MemberNovember 3, 2016 at 6:12 am12
Thank you so much for your post Sharon. It is very helpful and great to have thoughts clearly laid out.
In reading your thoughts on the incident with Odessa and reading through the site moreover, I now feel it was a sign of dominant/social aggression – an assertive warning. Kaia shows good bite inhibition. When I play tug with her and she latches onto my hand it is very soft and she immediately re-positions her bit. I don’t feel she had any intention of biting Odessa. My thoughts is that perhaps Kaia did signal she’d had enough stroking and Odessa failed to notice/comply.
I must say I feel irresponsible for not stopping her stroking her on her bed. The children have never been able to disturb Kaia in her crate which is inside but we have not been as consistent with her outside bed! On this day and with having friends over, I feel I let my responsibilities slide. We do tell the children not to disturb her while resting anywhere and we are taking this as a reminder to be consistent and not think that it’s ok this “one time” just because I was busy with friends!
In terms of leadership Odessa can certainly be actively submissive toward Kaia by wanting to pet her when she feels the need. I understand this would of course put her down the pack order. That said we have always aimed never to allow Kaia to be “entitled” to affection by any family member.

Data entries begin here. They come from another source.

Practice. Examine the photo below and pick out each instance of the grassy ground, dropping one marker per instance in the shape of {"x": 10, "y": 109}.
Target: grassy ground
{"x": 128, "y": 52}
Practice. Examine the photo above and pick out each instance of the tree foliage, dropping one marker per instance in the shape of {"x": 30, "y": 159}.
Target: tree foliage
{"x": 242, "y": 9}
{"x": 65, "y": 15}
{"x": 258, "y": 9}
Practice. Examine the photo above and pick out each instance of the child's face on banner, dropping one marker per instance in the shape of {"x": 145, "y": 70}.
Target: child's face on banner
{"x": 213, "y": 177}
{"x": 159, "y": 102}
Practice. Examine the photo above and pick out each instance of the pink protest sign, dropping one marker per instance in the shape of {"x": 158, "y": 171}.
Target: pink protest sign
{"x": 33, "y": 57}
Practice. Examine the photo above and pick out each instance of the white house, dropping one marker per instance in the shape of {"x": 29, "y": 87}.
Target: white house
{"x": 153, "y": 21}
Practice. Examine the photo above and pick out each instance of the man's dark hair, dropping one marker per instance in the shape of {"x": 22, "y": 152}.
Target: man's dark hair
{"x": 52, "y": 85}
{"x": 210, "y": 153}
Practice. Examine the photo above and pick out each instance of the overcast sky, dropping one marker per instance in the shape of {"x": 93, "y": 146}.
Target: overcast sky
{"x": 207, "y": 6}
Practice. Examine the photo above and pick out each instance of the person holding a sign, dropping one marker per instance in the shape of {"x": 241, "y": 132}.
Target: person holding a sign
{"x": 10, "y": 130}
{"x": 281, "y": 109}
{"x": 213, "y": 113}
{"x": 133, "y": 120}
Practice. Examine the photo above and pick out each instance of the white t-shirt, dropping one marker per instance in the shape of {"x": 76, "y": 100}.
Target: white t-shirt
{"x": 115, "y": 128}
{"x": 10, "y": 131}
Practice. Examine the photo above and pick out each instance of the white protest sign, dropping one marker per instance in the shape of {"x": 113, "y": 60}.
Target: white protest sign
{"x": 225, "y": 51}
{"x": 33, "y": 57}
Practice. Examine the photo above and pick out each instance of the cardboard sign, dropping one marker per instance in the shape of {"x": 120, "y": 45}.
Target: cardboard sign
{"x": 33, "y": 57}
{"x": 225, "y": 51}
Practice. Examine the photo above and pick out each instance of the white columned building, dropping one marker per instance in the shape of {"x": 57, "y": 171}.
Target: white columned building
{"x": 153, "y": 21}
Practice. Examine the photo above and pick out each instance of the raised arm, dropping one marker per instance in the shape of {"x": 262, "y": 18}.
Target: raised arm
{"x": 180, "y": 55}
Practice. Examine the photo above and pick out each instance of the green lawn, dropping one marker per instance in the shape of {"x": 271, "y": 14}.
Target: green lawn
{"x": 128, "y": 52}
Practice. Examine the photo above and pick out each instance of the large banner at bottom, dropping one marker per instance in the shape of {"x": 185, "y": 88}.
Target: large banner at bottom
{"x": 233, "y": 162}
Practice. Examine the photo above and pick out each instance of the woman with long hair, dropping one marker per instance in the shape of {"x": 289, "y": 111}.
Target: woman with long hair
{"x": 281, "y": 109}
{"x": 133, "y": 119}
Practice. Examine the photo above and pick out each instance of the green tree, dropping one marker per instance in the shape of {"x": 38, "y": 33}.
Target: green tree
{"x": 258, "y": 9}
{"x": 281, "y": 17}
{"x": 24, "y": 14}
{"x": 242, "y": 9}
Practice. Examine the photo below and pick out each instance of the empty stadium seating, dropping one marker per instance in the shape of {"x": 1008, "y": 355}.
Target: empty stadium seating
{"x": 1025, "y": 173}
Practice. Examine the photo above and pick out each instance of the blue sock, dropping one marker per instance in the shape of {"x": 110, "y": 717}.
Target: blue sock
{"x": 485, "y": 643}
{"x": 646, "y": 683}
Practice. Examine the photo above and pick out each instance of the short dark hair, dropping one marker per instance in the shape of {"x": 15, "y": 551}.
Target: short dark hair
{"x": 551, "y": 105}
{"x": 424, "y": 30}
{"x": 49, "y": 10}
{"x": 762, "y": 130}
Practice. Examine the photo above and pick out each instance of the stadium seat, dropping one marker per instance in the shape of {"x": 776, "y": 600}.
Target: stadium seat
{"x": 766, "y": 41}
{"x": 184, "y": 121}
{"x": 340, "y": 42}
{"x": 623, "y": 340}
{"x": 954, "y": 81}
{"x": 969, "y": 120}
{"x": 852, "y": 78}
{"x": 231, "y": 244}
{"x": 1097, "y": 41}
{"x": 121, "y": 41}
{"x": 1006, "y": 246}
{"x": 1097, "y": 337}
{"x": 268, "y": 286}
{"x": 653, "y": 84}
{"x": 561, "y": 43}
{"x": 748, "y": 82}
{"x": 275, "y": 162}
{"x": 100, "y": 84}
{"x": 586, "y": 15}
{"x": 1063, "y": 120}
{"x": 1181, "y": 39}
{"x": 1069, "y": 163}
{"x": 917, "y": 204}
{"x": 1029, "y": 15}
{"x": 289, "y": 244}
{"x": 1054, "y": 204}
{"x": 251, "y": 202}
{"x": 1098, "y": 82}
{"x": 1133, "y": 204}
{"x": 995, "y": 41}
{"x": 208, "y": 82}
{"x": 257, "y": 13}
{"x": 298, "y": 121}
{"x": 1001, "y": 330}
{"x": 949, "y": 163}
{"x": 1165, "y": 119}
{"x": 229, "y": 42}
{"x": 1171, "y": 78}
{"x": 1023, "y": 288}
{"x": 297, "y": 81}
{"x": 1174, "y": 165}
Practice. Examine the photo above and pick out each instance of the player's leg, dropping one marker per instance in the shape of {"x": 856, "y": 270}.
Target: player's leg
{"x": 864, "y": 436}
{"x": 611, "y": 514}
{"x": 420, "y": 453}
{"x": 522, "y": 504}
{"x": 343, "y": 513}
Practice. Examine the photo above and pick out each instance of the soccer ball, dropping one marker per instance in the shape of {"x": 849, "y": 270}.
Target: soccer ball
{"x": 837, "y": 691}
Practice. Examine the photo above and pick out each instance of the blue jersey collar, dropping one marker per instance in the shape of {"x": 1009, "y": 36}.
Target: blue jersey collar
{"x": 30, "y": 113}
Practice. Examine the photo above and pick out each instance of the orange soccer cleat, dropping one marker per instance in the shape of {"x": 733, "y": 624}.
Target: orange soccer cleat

I had a little chat with Odessa after it happened with regard to how she would feel if someone just came up to her and started hugging her without asking. She knew straight away she would not like it! I explained it was the same thing with dogs and that you can ask Kaia by saying her name and showing open hands. If she approaches you can pet her. If not, it’s best to leave her alone.
Kaia was taken to her crate immediately after the incident. I wasn’t totally sure this was correct so thank you for mentioning that.
On the small fluffy dogs issue, I would really like to understand the reason for it. I now find myself relating it to prey drive, fear aggression, social aggression and protection instincts. Ultimately I want to do what’s best for Kaia and having her attack smaller dogs is obviously not pleasant for anyone. As mentioned before, I feel her ”bite inhibition” is great as she has been open mouthed for every incident.
My vet told me that this action was caused by anxiety and that it would be causing her stress. She also said to keep her away from environments where she could see a SWFD. I mostly take her to the park at night where I can really throw the Frisbee to give her a good run but am always looking over my shoulder. I do have her on a light line!
I am now feeling from your comments that it is OK to have her out, of course on leash, where she might see SWFD. Would this be accurate? I’m not really fond of muzzling her in public, happy to use as a training tool though. I assume this would be very stressful to the SWFD’s even without the chance of a bite– is this fair to say?
Furthermore, I just remembered, I was at a dog park some months ago and there was a staffy X, which was smaller than Kaia. The dog showed clear dominance and Kaia submitted immediately lying on her back. They then played beautifully together.
A little later a greyhound, retired from racing, walked in. Kaia ran straight to it and began barking like crazy. I wish I could remember all her body language. The Greyhound stood its ground… I managed to call her back to me… The Greyhound went about its business and kept at a distance for a while. As it came closer Kaia ran straight to it and again showed heightened aggression. Neither Kaia or the Greyhound were backing down. I swiftly walked over to her, put her on leash and left.
Could someone shed some light on this? I guess she perceived the Greyhound as a threat but I am perplexed by when a medium dog (smaller than her) shows dominance aggression she submits and yelps but with this Greyhound, which was much bigger than her, she was not going to back down. I feel there would have been a very bad fight had I not left with her.
Could it be that the Greyhound was not showing any signs of dominance and Kaia wanted to be the dominant one – but why run to her without no apparent conflict? Has it to do with fear or respect or something else? I understand Hackles up is to feel threatened but does this necessarily mean fearful?
Sharon, I’m certainly looking forward in working toward phase 3 training and I want to do the best for Kaia along the way.
There is certainly a lot to remember with so much valuable information on this site so having this group is great to gain in clarity.